Così oggi Castelgrande, comune dell’entroterra montuoso lucano, pur non essendo diventato un centro astronomico di livello internazionale come sperava, può vantare il rinomato Circolo di Vela e Navigazione Astronomica “Amerigo Vespucci”, e la sede dell’Associazione culturale “Lo Spazio Poetico”, dove ci si confronta su composizioni che hanno per temi principali la fuga, l’infinito e l’adolescenza negli anni settanta. Che comunque sono cose.

Chiaramente un posto del genere ti dà molto da pensare. Ad esempio, un luogo così tanto buio di notte sarà assolatissimo di giorno. Magari è una fesseria. Però io ero lì negli stessi giorni in cui l’estate nelle grandi città nutre la frustrazione di chi lavora, in cui i vecchi muoiono di vecchiaia e i telegiornali dicono che è stata l’ondata di caldo. E quindi al sole, un po', ci pensavo.
A dire il vero non sono una persona che lo patisce, il caldo. Tanto che quello enorme, soffocante, che c’era quando sono arrivato me lo ricordo non tanto per il sudore, l’afa e il disagio. Non sono stati quelli a diventare memoria, quanto l’enorme sollievo, quasi incredulo, che ho provato alla domanda: “Robè, te lo vuoi fare un tuffo?”.
Il tipo che incontro a Castelgrande si occupa di tante cose pubbliche in paese, e non è il sindaco.
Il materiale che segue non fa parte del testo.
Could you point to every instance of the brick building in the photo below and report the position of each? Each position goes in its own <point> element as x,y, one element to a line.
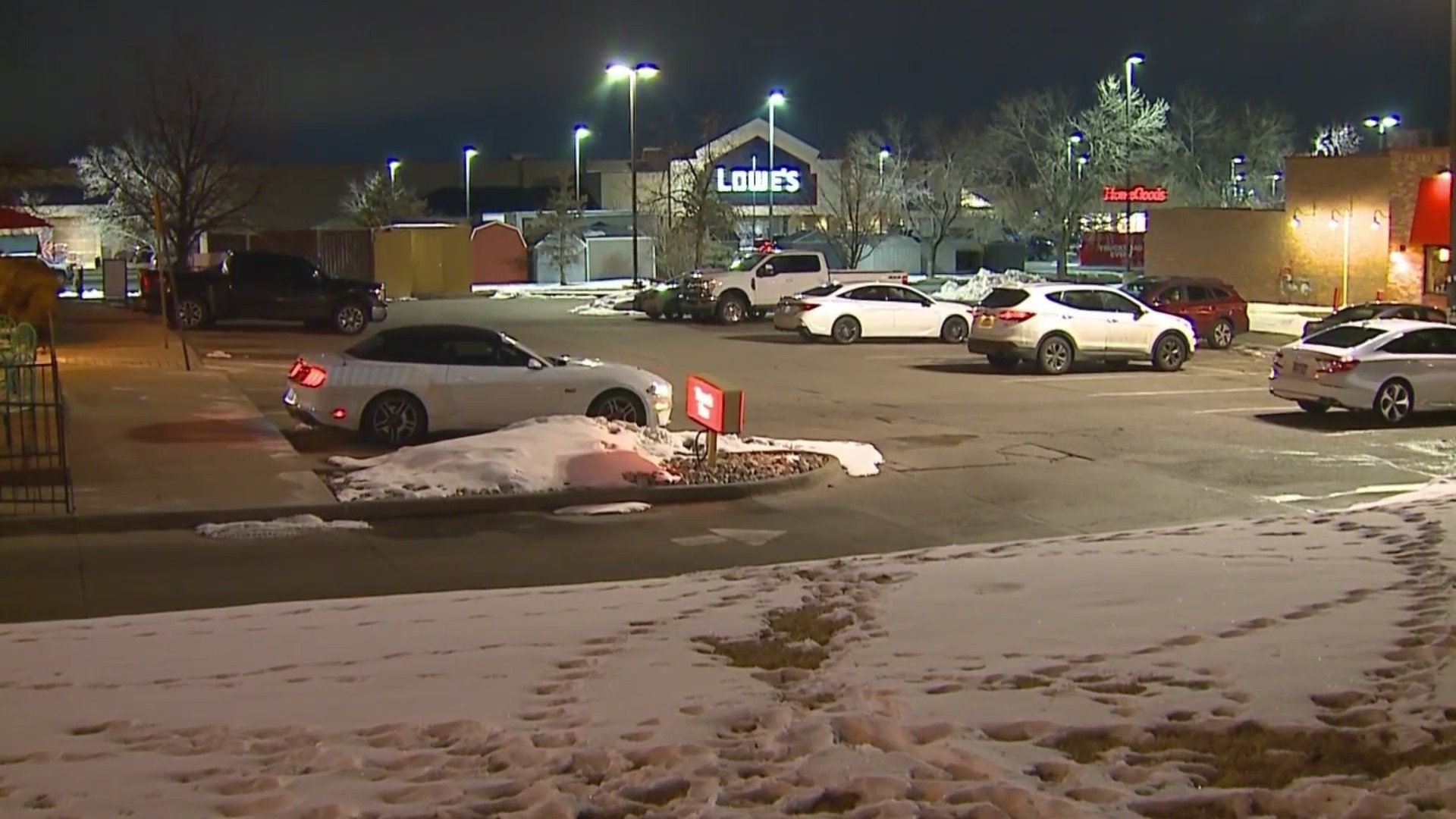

Tra le tante gestisce la piscina, credo comunale, alle porte del centro abitato. E’ un tipo sorridente ed estremamente ospitale, sebbene sia preso da mille pensieri.
Il mare è lontano centinaia di chilometri, guardo alle sue spalle e tutto è celeste e bianco, cemento bagnato e piastrelle lucide, e l’acqua sembra la più fredda di sempre. Certo che lo voglio fare un tuffo, ed è quello che ancora mi ricordo.

Due ore dopo sto seguendo una macchina della polizia municipale che mi fa strada verso una località sperduta e brulla, dove c’è appunto il grande osservatorio.
Quando arriviamo lasciamo le auto e chiedo al vigile che mi ha fatto strada se può raccontarmi un pò la storia di quel posto, per come la conosce. La sua risposta è lenta, cadenzata, forse svogliata, a farmi intendere che in fondo è una storia ovvia, fatta di desideri e di mancanze, di grandi paesaggi e di un progressivo lasciar perdere. Nel frattempo fa scorrere un grande cancello di metallo, e la storia inizia a procedere al di là, attraversando lenta, insieme a lui e me, un piazzale enorme. Poco dopo, quando si apre il portone d’ingresso, i nomi e le inaugurazioni ci precedono all’interno, e mentre camminiamo in grandi corridoi, saliamo scale e accendiamo luci le vicende occupano ogni spazio, prendendo la forma che trovano. Man mano che entriamo nelle stanze la trama inizia a rarefarsi, ripetersi e diluirsi, e i vuoti degli ultimi anni si sovrappongono ai vuoti dei laboratori e degli uffici, arrivando pian piano al telescopio, spento e coperto. A quel punto il vigile se ne va via, nel silenzio che lo ha contraddistinto sempre, lasciandomi lì da solo per tutta la notte.

Immaginavo di poter finalmente vedere il buio vero, in un posto del genere. Di poterne avere paura e magari di volerlo anche fotografare. E mi chiedevo se si può vedere il buio se non si vede niente. Come posso dire di aver visto il buio assoluto senza il sospetto, invece, di non aver visto proprio nulla? Come faccio a distinguere una cosa che si manifesta totalmente indistinguibile? Ah non lo so mica, ma proprio per questo sarà di certo un elemento risolutorio, fonte di serenità e sollievo, angoscia e panico. Sarà sicuramente un buio rivelatore!
Così mi siedo su una di queste panchine messe lì intorno e guardo il tramonto fino alla fine, fino a che non ce n’è più e inizio a sentire freddo. E sto lì a guardarmi intorno, sapendo che dovrebbe proprio succedere qualcosa da un momento all’altro, e invece non succede niente. Il buio arriva e, ancora una volta, mi ci abituo.